PARIS – The UK’s Department of Energy and Climate Change (DECC) has granted environmental permits to Total for a dynamic kill operation on the leaking Elgin well in the central North Sea.
The operation will involve using heavy drilling mud pumped into the G4 well from the wellhead to stop the gas release.
DECC has performed a full environmental assessment of the operation and Britain’s Health and Safety Executive has not opposed the intended activity.
Total will use the West Phoenix semisubmersible drilling rig as the pumping vessel for the intervention operation. It will be stationed alongside the Elgin complex.
A DECC spokesman said: “The dynamic kill operation is a major step for Total and offers the quickest way to stop the release from the well. In parallel, work is under way to drill a relief well as an alternative solution. We continue to monitor the situation closely.”
Late last week, Total said it hoped to begin the intervention within the coming days, subject to favorable conditions.

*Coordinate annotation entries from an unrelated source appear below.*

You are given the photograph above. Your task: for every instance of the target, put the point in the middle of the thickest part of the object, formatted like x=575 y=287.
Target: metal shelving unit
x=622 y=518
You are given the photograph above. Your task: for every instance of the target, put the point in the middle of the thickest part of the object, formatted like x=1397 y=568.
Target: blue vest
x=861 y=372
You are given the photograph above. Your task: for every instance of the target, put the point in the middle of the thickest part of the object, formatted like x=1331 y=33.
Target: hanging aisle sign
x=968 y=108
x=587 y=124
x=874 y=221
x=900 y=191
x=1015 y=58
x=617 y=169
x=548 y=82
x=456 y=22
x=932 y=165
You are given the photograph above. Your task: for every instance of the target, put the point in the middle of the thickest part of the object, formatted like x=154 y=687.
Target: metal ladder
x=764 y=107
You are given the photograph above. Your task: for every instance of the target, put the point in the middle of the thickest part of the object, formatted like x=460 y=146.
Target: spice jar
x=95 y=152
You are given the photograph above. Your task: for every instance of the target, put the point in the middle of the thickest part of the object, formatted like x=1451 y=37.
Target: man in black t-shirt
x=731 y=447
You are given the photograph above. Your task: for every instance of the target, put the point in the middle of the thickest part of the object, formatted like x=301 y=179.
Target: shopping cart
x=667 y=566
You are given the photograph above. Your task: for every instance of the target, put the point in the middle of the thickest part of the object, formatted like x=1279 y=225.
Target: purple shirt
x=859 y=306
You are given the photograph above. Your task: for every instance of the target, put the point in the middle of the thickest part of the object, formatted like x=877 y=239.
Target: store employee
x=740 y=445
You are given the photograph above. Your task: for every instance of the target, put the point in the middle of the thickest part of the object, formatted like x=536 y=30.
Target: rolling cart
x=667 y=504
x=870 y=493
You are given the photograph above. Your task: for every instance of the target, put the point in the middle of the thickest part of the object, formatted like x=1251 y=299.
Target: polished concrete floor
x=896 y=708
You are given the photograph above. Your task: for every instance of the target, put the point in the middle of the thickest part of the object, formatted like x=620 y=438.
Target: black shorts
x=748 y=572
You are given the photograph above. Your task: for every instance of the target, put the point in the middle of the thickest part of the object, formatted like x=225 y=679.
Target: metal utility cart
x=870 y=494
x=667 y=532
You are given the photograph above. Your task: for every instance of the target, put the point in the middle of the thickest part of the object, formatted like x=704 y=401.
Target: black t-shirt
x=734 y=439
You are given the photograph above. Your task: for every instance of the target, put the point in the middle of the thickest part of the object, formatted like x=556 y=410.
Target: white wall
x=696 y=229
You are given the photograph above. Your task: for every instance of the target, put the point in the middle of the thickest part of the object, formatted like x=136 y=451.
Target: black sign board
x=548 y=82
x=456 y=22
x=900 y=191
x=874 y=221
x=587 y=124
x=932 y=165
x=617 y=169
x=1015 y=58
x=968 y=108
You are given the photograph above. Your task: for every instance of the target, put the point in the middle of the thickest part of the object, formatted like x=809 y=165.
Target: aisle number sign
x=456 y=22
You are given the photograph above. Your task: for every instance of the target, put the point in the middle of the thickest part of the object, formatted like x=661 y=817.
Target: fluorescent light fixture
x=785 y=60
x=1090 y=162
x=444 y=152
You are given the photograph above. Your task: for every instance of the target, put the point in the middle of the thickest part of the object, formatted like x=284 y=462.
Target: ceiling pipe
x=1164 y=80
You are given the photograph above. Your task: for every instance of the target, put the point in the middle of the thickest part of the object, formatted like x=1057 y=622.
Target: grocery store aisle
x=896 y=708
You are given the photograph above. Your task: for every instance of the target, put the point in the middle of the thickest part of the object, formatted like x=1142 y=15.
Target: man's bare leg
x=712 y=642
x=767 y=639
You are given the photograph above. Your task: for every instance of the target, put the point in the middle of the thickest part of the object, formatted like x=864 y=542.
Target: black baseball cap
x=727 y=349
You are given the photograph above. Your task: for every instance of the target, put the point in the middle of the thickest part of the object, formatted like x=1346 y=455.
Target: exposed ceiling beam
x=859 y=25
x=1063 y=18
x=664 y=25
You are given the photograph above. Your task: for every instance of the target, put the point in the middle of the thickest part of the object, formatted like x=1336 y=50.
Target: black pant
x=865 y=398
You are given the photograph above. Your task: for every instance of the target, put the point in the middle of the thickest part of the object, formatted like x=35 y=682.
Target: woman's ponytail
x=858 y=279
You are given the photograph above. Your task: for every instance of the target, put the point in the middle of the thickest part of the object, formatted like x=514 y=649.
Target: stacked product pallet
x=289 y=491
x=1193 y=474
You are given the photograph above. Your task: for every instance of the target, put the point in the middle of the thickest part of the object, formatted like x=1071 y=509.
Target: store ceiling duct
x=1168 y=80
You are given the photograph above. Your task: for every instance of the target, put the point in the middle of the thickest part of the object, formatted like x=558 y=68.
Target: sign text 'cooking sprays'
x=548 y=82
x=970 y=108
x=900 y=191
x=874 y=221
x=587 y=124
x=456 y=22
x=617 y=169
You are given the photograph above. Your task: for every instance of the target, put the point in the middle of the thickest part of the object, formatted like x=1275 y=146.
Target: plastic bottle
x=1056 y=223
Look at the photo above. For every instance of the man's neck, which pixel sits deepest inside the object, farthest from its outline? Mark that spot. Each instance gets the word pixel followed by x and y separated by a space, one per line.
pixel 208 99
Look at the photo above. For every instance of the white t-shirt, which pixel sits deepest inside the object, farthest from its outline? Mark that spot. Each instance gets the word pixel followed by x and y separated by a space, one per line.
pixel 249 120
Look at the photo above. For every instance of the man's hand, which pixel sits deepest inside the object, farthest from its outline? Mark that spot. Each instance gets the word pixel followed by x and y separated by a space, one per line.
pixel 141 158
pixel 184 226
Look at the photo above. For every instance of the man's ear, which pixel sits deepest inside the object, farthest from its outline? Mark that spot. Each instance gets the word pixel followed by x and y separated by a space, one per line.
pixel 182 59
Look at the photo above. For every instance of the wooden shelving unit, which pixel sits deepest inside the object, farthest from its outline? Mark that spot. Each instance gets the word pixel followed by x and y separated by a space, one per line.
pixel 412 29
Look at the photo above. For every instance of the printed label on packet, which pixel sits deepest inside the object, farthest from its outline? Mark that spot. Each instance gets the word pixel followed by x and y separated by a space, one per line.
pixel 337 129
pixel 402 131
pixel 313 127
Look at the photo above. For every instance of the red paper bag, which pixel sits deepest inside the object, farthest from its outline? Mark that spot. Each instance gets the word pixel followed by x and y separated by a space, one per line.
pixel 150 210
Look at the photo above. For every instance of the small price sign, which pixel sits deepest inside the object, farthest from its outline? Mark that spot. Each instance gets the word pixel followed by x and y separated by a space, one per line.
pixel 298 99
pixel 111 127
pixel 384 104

Improved weather and the fitting of a “diverter” device to the leaking G4 wellhead, taking fugitive gas and condensate away from the platform, allowed eight further flights to bring specialist teams to the Elgin complex.
These visits have focused primarily on completing installation of the temporary pipe system on the Production Utilities Quarters (PUQ) platform, linking the bridge and wellhead platform. The system will be used to carry and pump heavy mud from the West Phoenix.
The semisub Sedco 714 is drilling the first back-up relief well.